Make Your Website Work For You

If your website sits relatively idle with most of your online efforts sunk into social media posts, you’re likely missing out on a big opportunity. With a strong focus on content related to the customer’s experience, your website has the potential to help drive a ton of new business your way. 

This means planning an editorial calendar and crafting content focused on the customer’s needs. For example, a landing page on the brewery’s website about large groups might highlight the size of groups they can accommodate, guidelines about minors in the restaurant, and information about what kind of notice the brewery team needs in order to prepare. 

This kind of content will also help you rank higher in search. If I searched, for example, “brewery, lunch for large group,” and if a brewery’s website content included verbiage about accommodating large groups, there’s a good chance your site will show at the top of my search results. If you compound this with a dozen other blog posts or pages that address questions customers are asking in their web searches, you’re well on your way to driving a ton of new business in your direction.

TIP #3. Upgrade (if needed) to a website solution and content strategy that will help you rank high on long-tail keyword searches.

  • Update your website to one that includes a focus on content and customer engagement.

  • Invest in SEO services to identify which keywords your customers are using to search for your business and other businesses like yours. 

  • Dedicate time and budget to craft and post meaningful content on your website and social channels that address your customer’s core concerns.  

Pay attention to your customer reviews.

Customers are going to tell their friends and family — and total strangers via customer review sites — about their experiences with your business and your team. And these insights will absolutely influence the buying decisions of the prospective customers who are listening. 

TIP #4. Dedicate time and budget to monitor and reply to customer feedback on the web.

  • Remember that prospective customers are reading these reviews for insights about your product and the quality of your service. 

  • Respond graciously to positive reviews and address negative reviews quickly and politely. 

Budget for changes to your strategy

It’s likely that your strategies are going to shift over the course of the year. Be nimble in your efforts and use data insights to help you pivot gracefully and help guide your budgeting moving forward. Especially if you’re just getting started in one of these areas, you’ll want to have the latitude to make changes to your strategies throughout the year.

TIP #5. Bank reserve budget to have at the ready in the event that you need to pivot your strategy or heavy up in one area or another. 

How do you feel now? I imagine many of us are already doing some of these things in our day-to-day, but it’s likely that at least some of these very important customer engagement tactics have never filtered into our annual planning. 
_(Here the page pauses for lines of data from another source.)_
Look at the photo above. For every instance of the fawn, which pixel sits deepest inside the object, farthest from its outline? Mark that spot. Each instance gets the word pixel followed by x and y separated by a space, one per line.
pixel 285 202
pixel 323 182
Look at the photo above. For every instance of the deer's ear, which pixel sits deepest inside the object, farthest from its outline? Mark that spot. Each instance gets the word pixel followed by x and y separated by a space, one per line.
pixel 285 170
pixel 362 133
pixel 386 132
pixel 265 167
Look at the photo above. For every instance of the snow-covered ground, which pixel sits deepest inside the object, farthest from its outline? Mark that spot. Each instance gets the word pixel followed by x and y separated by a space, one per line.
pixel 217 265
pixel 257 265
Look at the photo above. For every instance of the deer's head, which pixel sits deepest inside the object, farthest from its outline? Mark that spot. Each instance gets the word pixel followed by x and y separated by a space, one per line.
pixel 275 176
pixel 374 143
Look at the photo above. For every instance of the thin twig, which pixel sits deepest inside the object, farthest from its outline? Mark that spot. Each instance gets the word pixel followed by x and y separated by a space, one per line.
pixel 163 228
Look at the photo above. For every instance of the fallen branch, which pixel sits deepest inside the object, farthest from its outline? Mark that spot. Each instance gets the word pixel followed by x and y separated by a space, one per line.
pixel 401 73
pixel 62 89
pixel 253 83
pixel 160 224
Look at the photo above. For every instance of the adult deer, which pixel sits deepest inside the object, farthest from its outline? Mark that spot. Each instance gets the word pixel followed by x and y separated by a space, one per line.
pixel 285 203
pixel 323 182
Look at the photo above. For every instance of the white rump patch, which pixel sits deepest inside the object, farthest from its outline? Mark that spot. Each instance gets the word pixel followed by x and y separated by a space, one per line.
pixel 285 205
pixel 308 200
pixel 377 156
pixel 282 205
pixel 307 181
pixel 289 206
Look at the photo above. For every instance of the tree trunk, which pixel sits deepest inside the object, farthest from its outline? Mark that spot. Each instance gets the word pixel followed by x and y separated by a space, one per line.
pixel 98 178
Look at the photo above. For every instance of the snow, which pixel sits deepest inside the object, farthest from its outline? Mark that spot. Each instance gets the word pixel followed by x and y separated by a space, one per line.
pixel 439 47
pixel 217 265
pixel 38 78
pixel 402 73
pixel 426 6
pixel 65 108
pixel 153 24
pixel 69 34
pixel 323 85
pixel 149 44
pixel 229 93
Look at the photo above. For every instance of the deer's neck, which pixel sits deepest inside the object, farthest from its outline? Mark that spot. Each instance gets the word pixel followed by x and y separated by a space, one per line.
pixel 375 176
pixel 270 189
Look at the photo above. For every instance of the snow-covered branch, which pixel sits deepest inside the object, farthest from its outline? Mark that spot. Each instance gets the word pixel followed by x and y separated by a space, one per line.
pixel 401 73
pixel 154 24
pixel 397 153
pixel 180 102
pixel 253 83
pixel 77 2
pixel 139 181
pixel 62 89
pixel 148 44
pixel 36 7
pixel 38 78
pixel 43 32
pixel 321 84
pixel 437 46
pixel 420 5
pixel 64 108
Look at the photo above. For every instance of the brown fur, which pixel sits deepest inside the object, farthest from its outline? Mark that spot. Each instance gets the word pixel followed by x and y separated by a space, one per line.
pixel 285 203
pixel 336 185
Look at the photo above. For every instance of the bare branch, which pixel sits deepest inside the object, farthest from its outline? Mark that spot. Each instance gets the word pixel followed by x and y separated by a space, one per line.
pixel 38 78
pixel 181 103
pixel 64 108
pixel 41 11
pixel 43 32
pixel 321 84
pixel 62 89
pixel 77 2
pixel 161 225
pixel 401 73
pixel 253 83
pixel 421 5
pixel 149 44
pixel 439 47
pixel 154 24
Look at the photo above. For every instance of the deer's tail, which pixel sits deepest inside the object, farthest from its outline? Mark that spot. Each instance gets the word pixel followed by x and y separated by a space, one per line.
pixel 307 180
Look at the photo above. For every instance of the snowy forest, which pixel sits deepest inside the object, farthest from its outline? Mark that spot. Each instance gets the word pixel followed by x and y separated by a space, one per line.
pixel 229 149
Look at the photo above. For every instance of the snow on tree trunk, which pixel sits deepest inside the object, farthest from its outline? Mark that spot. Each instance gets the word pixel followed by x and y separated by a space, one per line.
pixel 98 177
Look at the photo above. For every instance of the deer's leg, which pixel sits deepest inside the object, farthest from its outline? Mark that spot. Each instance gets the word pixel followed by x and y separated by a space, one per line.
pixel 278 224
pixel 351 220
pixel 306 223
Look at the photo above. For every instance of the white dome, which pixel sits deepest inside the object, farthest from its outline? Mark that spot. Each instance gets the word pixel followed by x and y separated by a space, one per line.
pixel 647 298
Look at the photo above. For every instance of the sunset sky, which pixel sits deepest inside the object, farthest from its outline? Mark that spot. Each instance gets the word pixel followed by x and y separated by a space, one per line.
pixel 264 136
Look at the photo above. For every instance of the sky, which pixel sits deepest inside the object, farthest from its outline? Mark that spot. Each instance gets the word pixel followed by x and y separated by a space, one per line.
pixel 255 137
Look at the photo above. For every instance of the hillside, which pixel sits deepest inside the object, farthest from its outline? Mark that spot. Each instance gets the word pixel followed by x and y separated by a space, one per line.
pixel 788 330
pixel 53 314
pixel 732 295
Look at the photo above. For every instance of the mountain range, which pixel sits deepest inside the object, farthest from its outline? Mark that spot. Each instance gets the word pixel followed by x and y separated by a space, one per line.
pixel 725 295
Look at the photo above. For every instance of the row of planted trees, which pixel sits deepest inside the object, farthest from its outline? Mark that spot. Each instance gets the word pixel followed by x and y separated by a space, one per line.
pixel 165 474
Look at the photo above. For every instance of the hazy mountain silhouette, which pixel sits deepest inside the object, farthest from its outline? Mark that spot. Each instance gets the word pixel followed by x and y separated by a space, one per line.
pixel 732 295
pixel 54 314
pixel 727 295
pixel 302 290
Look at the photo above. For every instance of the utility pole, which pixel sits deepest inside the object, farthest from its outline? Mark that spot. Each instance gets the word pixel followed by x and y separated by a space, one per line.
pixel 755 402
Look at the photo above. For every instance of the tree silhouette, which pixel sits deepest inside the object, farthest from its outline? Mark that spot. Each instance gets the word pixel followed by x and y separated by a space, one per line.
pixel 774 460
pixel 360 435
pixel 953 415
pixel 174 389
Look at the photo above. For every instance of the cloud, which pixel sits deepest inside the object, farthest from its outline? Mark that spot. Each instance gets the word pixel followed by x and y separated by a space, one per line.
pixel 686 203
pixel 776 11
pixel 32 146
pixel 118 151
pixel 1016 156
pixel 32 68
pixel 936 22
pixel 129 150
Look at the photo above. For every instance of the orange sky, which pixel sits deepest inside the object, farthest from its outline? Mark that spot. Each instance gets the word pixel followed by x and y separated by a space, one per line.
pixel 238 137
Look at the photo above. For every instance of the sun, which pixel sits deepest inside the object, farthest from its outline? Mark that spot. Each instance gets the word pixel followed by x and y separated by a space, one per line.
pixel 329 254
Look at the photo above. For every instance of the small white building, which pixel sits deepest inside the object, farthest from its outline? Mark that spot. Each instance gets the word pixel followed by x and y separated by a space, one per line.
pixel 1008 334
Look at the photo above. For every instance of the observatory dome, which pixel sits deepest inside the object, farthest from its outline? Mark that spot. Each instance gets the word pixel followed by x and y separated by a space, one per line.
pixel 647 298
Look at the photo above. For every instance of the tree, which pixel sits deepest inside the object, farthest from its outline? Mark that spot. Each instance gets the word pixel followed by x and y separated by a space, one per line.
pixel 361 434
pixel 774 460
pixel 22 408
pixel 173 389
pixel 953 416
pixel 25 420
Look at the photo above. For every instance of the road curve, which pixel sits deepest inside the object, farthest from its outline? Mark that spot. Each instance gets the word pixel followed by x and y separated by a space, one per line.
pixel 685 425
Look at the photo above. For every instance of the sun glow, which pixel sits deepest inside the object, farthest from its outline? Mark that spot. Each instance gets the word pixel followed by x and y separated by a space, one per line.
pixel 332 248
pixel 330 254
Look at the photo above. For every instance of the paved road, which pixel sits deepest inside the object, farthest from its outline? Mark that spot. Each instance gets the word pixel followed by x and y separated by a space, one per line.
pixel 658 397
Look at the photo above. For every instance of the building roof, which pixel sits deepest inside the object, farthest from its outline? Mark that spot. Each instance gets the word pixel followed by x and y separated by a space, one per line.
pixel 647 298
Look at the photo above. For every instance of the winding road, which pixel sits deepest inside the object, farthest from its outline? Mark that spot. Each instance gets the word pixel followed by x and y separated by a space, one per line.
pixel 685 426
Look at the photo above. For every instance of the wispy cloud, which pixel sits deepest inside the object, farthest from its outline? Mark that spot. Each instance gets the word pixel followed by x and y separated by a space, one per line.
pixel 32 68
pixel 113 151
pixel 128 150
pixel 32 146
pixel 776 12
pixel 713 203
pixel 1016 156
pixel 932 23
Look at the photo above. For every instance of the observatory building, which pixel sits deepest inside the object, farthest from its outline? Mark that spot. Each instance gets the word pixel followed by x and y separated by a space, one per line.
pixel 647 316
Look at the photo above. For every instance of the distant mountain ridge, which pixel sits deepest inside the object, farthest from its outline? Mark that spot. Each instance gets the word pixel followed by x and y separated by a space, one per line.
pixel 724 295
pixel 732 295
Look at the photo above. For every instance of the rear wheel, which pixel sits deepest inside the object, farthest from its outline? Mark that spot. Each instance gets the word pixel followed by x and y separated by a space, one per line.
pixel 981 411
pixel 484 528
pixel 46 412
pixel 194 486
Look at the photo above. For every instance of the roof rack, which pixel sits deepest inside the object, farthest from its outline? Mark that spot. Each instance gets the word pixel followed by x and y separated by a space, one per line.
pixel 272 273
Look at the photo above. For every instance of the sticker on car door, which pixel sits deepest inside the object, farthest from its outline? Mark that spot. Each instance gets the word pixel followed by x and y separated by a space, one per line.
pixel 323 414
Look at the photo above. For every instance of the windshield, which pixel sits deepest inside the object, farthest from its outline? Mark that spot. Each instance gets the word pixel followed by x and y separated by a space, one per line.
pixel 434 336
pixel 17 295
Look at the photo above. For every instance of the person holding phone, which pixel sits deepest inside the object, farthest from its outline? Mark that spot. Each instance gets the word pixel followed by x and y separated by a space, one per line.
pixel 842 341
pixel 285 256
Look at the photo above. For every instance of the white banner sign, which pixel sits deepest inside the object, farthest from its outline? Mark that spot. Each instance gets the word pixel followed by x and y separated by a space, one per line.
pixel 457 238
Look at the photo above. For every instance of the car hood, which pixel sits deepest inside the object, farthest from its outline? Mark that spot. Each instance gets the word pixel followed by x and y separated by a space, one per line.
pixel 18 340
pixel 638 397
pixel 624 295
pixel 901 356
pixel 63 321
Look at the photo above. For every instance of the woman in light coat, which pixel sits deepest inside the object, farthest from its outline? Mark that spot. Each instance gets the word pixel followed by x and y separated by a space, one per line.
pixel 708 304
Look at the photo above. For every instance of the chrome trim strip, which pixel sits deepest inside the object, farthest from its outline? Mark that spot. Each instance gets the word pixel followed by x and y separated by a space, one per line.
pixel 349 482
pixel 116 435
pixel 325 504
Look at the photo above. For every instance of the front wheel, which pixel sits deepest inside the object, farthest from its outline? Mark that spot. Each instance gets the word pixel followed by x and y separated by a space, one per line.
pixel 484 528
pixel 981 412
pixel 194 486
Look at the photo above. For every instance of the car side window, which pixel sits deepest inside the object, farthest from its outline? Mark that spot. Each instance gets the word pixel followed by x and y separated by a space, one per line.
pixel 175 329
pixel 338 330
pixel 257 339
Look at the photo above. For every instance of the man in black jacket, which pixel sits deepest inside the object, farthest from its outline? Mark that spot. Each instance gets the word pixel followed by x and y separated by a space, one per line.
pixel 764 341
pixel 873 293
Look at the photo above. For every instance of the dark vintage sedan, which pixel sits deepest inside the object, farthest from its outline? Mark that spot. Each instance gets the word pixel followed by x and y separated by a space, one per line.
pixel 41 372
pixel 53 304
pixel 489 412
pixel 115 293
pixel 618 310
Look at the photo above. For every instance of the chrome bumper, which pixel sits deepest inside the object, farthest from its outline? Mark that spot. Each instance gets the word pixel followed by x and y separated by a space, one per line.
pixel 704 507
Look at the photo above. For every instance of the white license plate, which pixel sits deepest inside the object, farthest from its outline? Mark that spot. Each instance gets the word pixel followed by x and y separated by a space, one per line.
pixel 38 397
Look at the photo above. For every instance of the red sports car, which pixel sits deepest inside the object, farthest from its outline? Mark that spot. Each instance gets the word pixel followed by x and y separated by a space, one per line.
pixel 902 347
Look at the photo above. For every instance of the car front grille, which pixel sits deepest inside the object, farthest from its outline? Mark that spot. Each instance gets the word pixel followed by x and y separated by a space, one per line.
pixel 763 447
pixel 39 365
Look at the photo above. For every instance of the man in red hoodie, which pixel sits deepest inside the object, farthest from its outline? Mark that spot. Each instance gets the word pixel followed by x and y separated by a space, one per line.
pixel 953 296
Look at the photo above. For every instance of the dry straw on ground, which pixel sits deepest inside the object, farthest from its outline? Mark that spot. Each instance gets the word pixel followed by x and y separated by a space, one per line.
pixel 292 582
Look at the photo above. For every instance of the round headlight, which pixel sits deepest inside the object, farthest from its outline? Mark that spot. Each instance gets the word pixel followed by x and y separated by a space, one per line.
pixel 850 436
Now that you’ve allocated budget and committed some of your own time to tackle these things regularly and with strategic intent, it should be easier to execute them on an ongoing basis. And when you circle back in reflection at the end of 2023, I think you’ll be happy to see that by increasing customer engagement in the early research and post-purchase phases of the customer’s journey, you’ve helped to create a richer, more personal, and longer-lasting customer relationship. Your bottom line will thank you.